Дом встречает меня неодобрительной тишиной. «Я знаю, знаю, – шепчу стенам, бессильно вжимаясь лбом в дверь, – знаю, что должен вернуться. Но я не могу!»
Они отвечают укоризненным молчанием. И пусть. Пусть. Залезаю в душ, драю себя до тех пор, пока кожа не становится розовой, и лишь после нахожу в себе силы вылезти. Аппетита нет, хотя я не ел со вчерашнего дня; есть только густой, мучительный стыд и полынь на языке.
В понедельник у меня анатомия.
Я не иду на занятия. Как хорошо, что Гермионе некуда позвонить; отсутствие телефона вдруг начинает казаться мне истинным счастьем. Хотя я сомневаюсь, что она так просто прекратит попытки достучаться до меня, и, разумеется, Гермиона оправдывает мои ожидания. Она заглядывает после занятий, явно раздосадованная и злая на меня, с порога спрашивает:
– Ты почему сегодня не пришёл? Знаешь же, что Сн…
А потом вдруг осекается. И я, скашивая глаза на висящее в коридоре зеркало, усмехаюсь. Конечно. Серая кожа, круги под глазами, лихорадочно блестящие глаза. Я бы на месте Снейпа и пьяным не полез.
Эта мысль приносит с собой гримасу и вспыхнувший в животе взрыв кислоты.
– Да что это такое с тобой? – подруга, не дожидаясь приглашения, решительно переступает порог и порывисто обнимает меня. Её голос дрожит, и я не знаю, как утешить её. – Гарри, ты не ходишь на занятия, не отвечаешь на звонки, у тебя вид мученика… Что происходит?
– Я потерял телефон, – невпопад оправдываюсь я, и она отстраняется – блестящие от непролитых слёз глаза, упрямо сжатые губы.
– Потерял? Должно быть, на кафедре, – она тихо невесело смеётся. – Ты не поверишь, кто нашёл его.
Я закрываю глаза. Больно прикусываю язык. И обречённо, без доли вопросительной интонации, произношу:
– Снейп.
– Точно! – Гермиона протягивает мне на ладони мой мобильник. И вдруг хмурится, начинает что-то судорожно искать в сумке, пока не выуживает оттуда двойной тетрадный лист. И извиняющимся тоном произносит:
– Он просил передать, это расписание контрольных и пересдач… Он сегодня рвал и метал, Гарри. Больше обычного. Дал большую практическую.
Этого следовало ожидать. Я прикрываю глаза и приподнимаю уголки губ в намёке на улыбку. Надо же, джентльмен – передал Гермионе «потерянный» мной телефон, потрудился составить расписание пересдач. Только вот как мне появиться в следующий раз на его занятии, я не знаю. Страшно, под кожей – иголки.
– Спасибо, Герм, – глажу её по плечу, стискиваю в руке её тёплые пальцы. – Не волнуйся.
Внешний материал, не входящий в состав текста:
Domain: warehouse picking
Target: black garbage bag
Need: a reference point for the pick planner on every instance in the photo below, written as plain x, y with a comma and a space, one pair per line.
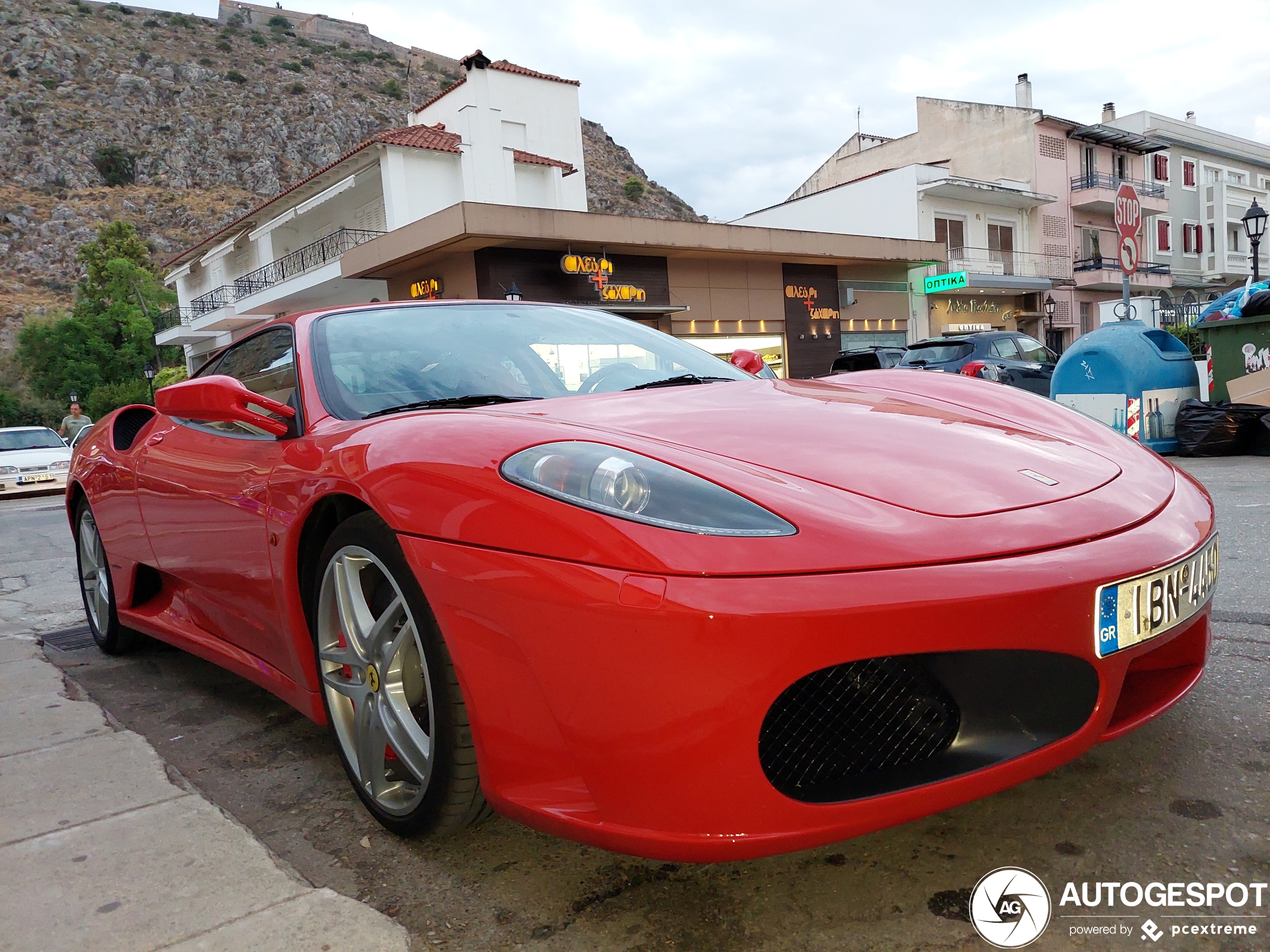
1258, 305
1222, 429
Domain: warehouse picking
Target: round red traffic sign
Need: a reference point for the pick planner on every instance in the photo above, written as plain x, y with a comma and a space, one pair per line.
1128, 255
1128, 210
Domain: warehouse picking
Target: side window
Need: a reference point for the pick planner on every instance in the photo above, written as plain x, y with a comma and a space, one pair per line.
266, 365
1034, 351
1004, 348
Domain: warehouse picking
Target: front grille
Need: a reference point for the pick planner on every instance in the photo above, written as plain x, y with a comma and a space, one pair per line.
855, 719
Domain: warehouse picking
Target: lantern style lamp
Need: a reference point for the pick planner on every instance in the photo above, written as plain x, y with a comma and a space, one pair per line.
1255, 226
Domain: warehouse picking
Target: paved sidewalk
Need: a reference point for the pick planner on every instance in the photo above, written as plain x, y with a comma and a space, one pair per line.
104, 847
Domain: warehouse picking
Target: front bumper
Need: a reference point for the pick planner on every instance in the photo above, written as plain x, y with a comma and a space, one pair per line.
625, 711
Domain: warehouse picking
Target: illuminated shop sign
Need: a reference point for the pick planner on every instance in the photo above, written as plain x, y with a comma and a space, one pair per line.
598, 271
427, 290
946, 282
807, 295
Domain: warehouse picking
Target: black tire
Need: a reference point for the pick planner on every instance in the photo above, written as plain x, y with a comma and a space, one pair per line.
450, 799
97, 587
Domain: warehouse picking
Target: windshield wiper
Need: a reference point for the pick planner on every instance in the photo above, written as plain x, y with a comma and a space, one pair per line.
469, 400
680, 381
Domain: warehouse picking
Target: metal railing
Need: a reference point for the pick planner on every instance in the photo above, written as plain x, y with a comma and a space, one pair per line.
211, 301
305, 259
988, 260
1094, 264
1099, 179
172, 318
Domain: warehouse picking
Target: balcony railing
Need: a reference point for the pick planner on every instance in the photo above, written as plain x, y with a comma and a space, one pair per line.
1094, 264
305, 259
987, 260
211, 301
1114, 182
172, 318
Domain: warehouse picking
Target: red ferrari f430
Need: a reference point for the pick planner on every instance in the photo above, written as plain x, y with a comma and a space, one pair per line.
553, 563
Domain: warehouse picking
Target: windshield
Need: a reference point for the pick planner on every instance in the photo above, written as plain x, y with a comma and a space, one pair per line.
370, 361
31, 440
921, 354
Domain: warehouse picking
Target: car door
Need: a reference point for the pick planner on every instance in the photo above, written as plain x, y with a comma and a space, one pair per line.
1038, 365
1008, 360
204, 493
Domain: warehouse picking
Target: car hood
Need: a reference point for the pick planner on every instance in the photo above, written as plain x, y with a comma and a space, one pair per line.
902, 448
34, 457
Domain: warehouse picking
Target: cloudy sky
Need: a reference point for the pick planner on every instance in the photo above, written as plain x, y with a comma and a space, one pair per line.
733, 103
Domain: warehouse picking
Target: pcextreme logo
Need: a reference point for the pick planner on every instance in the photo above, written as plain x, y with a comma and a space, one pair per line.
1010, 908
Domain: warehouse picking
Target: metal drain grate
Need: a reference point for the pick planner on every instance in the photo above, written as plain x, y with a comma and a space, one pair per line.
70, 639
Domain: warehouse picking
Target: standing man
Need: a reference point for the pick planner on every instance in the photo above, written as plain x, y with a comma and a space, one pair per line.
74, 423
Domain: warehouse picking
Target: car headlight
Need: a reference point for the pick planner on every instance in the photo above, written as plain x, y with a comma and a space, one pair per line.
632, 487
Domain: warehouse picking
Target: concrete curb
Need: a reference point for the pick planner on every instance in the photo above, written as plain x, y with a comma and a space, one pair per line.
104, 846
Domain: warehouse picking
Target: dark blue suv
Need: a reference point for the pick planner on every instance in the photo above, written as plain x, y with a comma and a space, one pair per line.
1002, 356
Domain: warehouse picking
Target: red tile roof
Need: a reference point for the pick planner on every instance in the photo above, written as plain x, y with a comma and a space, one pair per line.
531, 159
521, 70
431, 137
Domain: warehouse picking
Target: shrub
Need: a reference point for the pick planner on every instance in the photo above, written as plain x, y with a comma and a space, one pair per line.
170, 375
114, 165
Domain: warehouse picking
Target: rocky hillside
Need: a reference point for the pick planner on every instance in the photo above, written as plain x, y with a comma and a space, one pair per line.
197, 120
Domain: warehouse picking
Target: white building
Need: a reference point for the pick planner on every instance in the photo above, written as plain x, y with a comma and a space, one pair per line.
504, 135
984, 226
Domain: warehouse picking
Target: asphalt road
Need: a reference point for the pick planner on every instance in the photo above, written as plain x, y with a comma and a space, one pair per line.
1183, 799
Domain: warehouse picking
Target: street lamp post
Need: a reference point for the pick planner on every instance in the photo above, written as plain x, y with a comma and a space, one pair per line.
1255, 226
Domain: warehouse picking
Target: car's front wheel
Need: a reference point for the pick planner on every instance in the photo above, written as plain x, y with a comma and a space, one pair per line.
389, 687
97, 587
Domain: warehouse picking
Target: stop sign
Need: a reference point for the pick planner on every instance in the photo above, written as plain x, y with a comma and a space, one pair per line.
1128, 210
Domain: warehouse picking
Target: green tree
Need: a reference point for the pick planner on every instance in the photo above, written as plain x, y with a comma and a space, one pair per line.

Я немного приболел. Завтра уже приду.
Ложь обжигает язык и бумажным шариком скатывается по горлу вниз.
Вопреки всем моим протестам и заверениям в том, что я уже почти совсем здоров, Гермиона готовит мне куриный бульон. Я давлюсь пересоленным делом рук замечательной, доброй, ласковой подруги, совершенно не умеющей готовить, и что-то мычу в ответ на её болтовню. Спрятанный в карман список контрольных жжёт кожу через ткань джинсов. Я откуда-то знаю – Снейп не мог оставить моё позорное бегство без комментария. А кому ещё передавать, возможно, довольно однозначного содержания послание, если не Гермионе, которая никогда и ни за что не заглянет в этот лист? Она наверняка и у Снейпа получит зачёт автоматом.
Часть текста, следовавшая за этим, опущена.